Disclosure statement
No potential conflict of interest was reported by the authors.
Notes
1. Concepts like bridging organization (Hahn et al. Citation2006, Crona and Parker Citation2012, Kowalski and Jenkins Citation2015), hybrid advisory committee (Krick Citation2015), boundary organization (Crona and Parker Citation2011), collaborative institution (Lubell et al. Citation2010), or partnership (Leach et al. Citation2002, Selsky and Parker Citation2005, Bauer and Steurer Citation2014) are used in the literature to describe policy forums.
2. Note that while we frame these factors as metagovernance strategies in this analysis, not all of them are in the reach of actors who might want to metagovern a forum. While state actors might be able to join a policy forum in order to try to improve its functioning through brokerage or a shadow of hierarchy, forum heterogeneity is inherently more difficult to influence, as it not only depends on state actors but also on other actors which are members of the forum.
3. Others were excluded because they were not policy forums in our definition but interest groups or implementation organizations. The second wave of surveys revealed no additional policy forums that were not already included in the first wave, indicating that we have covered a reasonable population of policy forums in Swiss environmental policy.

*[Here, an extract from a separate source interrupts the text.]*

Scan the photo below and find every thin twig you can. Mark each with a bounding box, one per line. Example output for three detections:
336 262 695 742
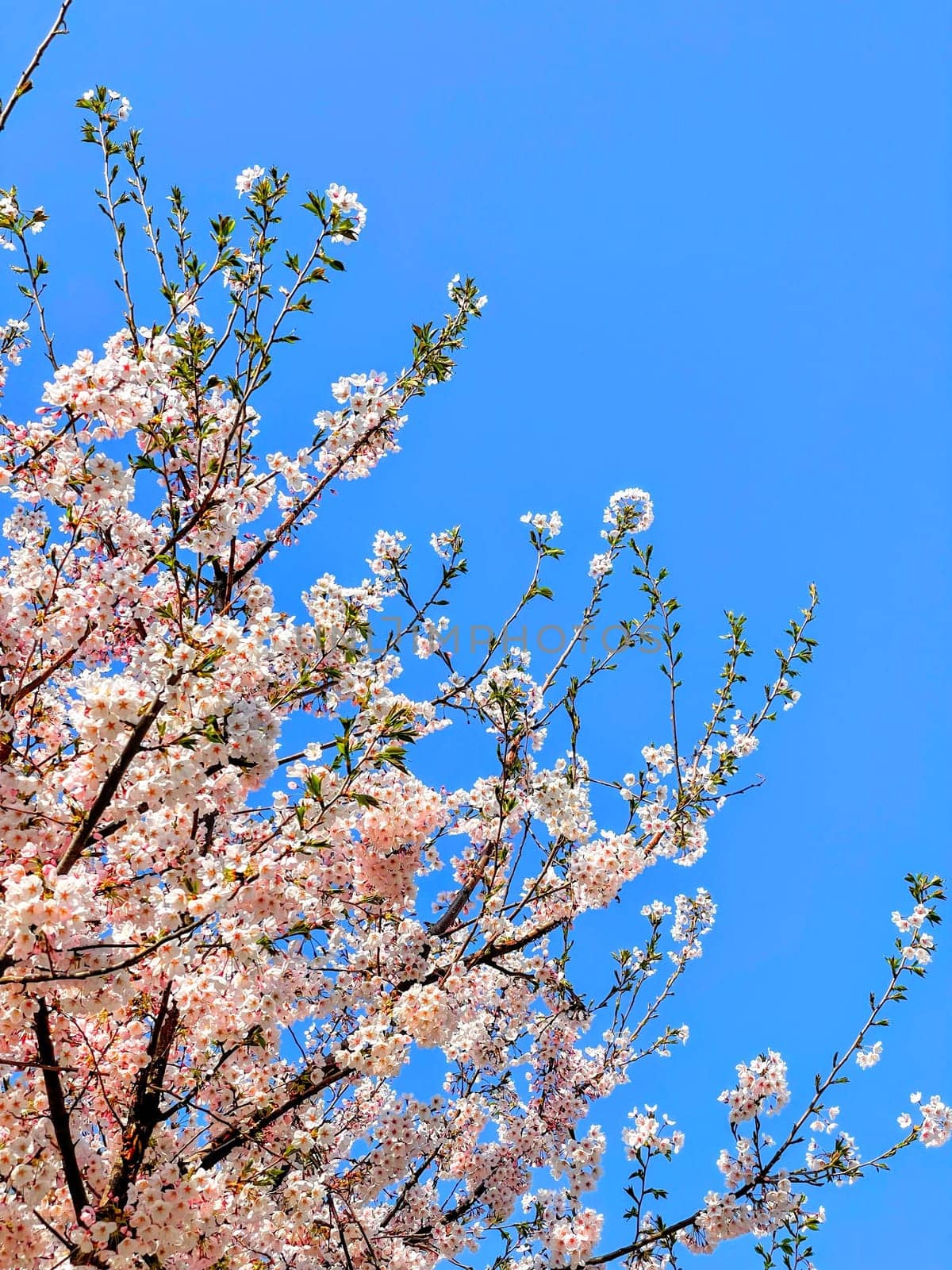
0 0 72 132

4. The consistency score provides information on the extent to which the empirical observation supports the postulate of a perfect relationship between the conditions and the outcome, or how well the solution formula describes the cases. The coverage score is an indicator of the empirical importance of a relationship. It indicates what proportion of the fuzzy-membership values of the cases in the set of the outcome can be explained by the solution (Ragin Citation2008).
5. We acknowledge that policy forums might be more or less productive, that is, the number of position papers produced by policy forums might strongly differ between forums. Our analysis focuses on the difference between forums that do produce (any number of) position papers, and those who do not produce position papers.
6. Regional state actors (Swiss cantons) are members in some forums. Given that we concentrate on policy forums with a national focus, we do not take regional state actors into account for operationalizing state membership.
7. This is admittedly only a rough proxy to account for the potential heterogeneity of interests within a policy forum. Another possibility would have been to take into account also private firms, which are strongly represented in some forums. However, by definition, interest groups represent broader interests than single, private firms. Accordingly, operationalizing heterogeneity with the ratio of both interest groups and private firms results in a solution with lower coverage and corresponds less well to theoretical expectations.
8. Alternative calibrations rely on (a) 95% instead of 71% (for HETERO) and 75 (for SIZE) as upper thresholds, (b) observed gaps in the data as crossover points (0.44 for hetero, 33 for size, see Appendix 3), or (c) observable gaps in the data distribution for HETERO (0 for values between 0 and 0.1, 0.33 for values between 0.11 and 0.3, 0.66 for values between 0.31 and 0.45, 1 for values above 0.45, see Appendix 3). Results are identical to the one presented in the paper, with the only exception of the fourth solution path being size*hetero*MEMBER*MAJOR instead of size*TDOWN*MEMBER*MAJOR for calibrations (a) and (b). This indicates that results are robust to different possible types of calibrations based on the data distribution.
9. This threshold is clearly above the 0.75 minimum threshold recommended by Schneider and Wagemann (Citation2010) and corresponds to the major gap in consistency values in the truth table.
10. Analyses are conducted with fsQCA (Ragin et al. Citation2009) and the QCA package in R (Thiem and Dusa Citation2013). Both reveal the same results.
11. In the tables, * stands for logical ‘and,’ and + represents logical ‘or.’ Conditions and outcomes written with capital letters stand for their presence; those in lower case letters indicate absence of the phenomenon.